La poignée de minutes qui sert de fin s’ouvre alors sur un chaos, où l’on repeint l’appartement à coup de tâches de toutes les couleurs. Ou l’écran plasma est définitivement muet. Ou le robot vient à cramer dans un coin ne comprenant plus ce qui se passe. Ou Papa 1er envoie promener son patron Monsieur Fessard (ça ne s’invente pas). Ou Maman 1er recouvre une vitalité qui lui donne des allures de Valérie Lemercier dévergondée ou presque.
Alors que retiendront les petites têtes blondes qui avaient pris place dans la salle, à côté de Papa et de Maman (pour la majorité), et Papi et Mami (pour quelques autres) ? D’évidence, L’IMPARFAIT est une pièce non sur l’enfant, mais sur la relation Enfant/Parents. Et si d’aventure, les enfants seront heureux du dénouement ; ils pourraient se dire aussi que ce « grand bordel » est initialement le fait de l’enfant. Il y aura toujours quelques parents pour leur rappeler que c’est Victor le déclencheur de cet imbroglio familial, cette catastrophe des familles bourgeoises « bien » composées. Il y aura toujours quelques parents pour montrer que c’est les parents qui retrouvent Victor 1er et l’assurent de leur amour parental après qu’ils en ont douté. Et peut-être, mais plus rarement, y aura-t-il des parents pour dire que les enfants sauvent les parents… Peut-être et c’est moins sûr puisque dans la chaîne de commandement qui règle les contentieux familiaux, il faut un « Ordre » qui règle les choses et Papa-Maman, c’est comme le Général de Villiers (avant d’être viré pour dépasser une borne ou marcher trop vite).
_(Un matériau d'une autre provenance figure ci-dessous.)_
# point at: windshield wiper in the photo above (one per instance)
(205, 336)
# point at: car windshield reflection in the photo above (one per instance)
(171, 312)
Bien entendu Olivier Balazuc qui met en scène L’Imparfait signe un petit spectacle enlevé en Une heure. Une petite mécanique bien huilée et rodée où le temps mort est absent et où les rebondissements, caricaturaux, excessifs et simples, rendent le tout accessible. Et s’il convoque Rousseau, voire Truffaut (cf. le prénom Victor), on se permettra de souligner que la référence ne vaut pas tant pour sa reconnaissance sur scène que pour sa présence dans le programme.